Ingredients:

  • 200g graham cracker crumbs
  • 85g unsalted butter, melted
  • 25g granulated sugar
  • 0.25 tsp fine sea salt
  • 450g full-fat block cream cheese, room temperature
  • 100g powdered sugar, sifted
  • 120g plain full-fat Greek yogurt
  • 240ml heavy whipping cream, cold
  • 1 tbsp pure vanilla bean paste
  • 1 tsp fresh lemon juice

Instructions:

  1. Combine 200g crumbs, 85g melted butter, 25g sugar, and salt. Note: It should feel like wet sand.
  2. Press mixture firmly into the bottom of a 9 inch pan.
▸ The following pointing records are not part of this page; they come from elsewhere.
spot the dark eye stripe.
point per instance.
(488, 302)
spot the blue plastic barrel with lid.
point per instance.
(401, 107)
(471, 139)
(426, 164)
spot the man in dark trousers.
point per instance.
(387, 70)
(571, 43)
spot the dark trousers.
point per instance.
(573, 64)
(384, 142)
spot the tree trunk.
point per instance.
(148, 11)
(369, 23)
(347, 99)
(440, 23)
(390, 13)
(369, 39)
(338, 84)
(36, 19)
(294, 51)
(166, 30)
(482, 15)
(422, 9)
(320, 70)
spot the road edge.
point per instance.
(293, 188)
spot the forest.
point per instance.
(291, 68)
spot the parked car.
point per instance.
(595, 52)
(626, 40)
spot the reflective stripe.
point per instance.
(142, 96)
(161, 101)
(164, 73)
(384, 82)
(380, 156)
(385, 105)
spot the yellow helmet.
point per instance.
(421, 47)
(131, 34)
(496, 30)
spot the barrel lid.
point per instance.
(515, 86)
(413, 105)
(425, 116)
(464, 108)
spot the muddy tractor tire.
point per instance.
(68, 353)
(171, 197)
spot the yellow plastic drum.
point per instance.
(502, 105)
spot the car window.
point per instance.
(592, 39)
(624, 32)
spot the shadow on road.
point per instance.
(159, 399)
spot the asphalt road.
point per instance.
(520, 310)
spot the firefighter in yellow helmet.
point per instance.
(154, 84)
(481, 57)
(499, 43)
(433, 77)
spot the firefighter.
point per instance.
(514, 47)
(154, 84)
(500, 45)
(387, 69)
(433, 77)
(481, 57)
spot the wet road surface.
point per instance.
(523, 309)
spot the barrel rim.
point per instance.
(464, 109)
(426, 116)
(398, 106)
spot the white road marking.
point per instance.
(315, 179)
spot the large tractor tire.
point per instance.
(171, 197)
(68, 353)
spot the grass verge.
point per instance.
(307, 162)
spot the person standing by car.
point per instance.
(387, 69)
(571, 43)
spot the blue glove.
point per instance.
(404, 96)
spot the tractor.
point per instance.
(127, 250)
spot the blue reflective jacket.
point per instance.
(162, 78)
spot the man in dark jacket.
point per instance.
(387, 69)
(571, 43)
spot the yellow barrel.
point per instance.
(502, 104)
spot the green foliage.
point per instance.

Note: Work the edges first for a clean border.
  3. Freeze the crust for 15 minutes until solid and cold to the touch.
  4. Beat 450g room temp cream cheese and 100g powdered sugar until smooth and free of lumps.
  5. Mix in 120g Greek yogurt, vanilla paste, and 1 tsp lemon juice.
  6. Whip 240ml heavy cream in a separate cold bowl until stiff peaks hold their shape.
  7. Gently fold the whipped cream into the cheese mixture. Note: Use a spatula to keep the air in.
  8. Pour filling over the chilled crust and smooth the top.
  9. Chill in the fridge for 6 hours until the center barely jiggles when shaken.
  10. Run a warm knife around the edge before releasing the springform latch.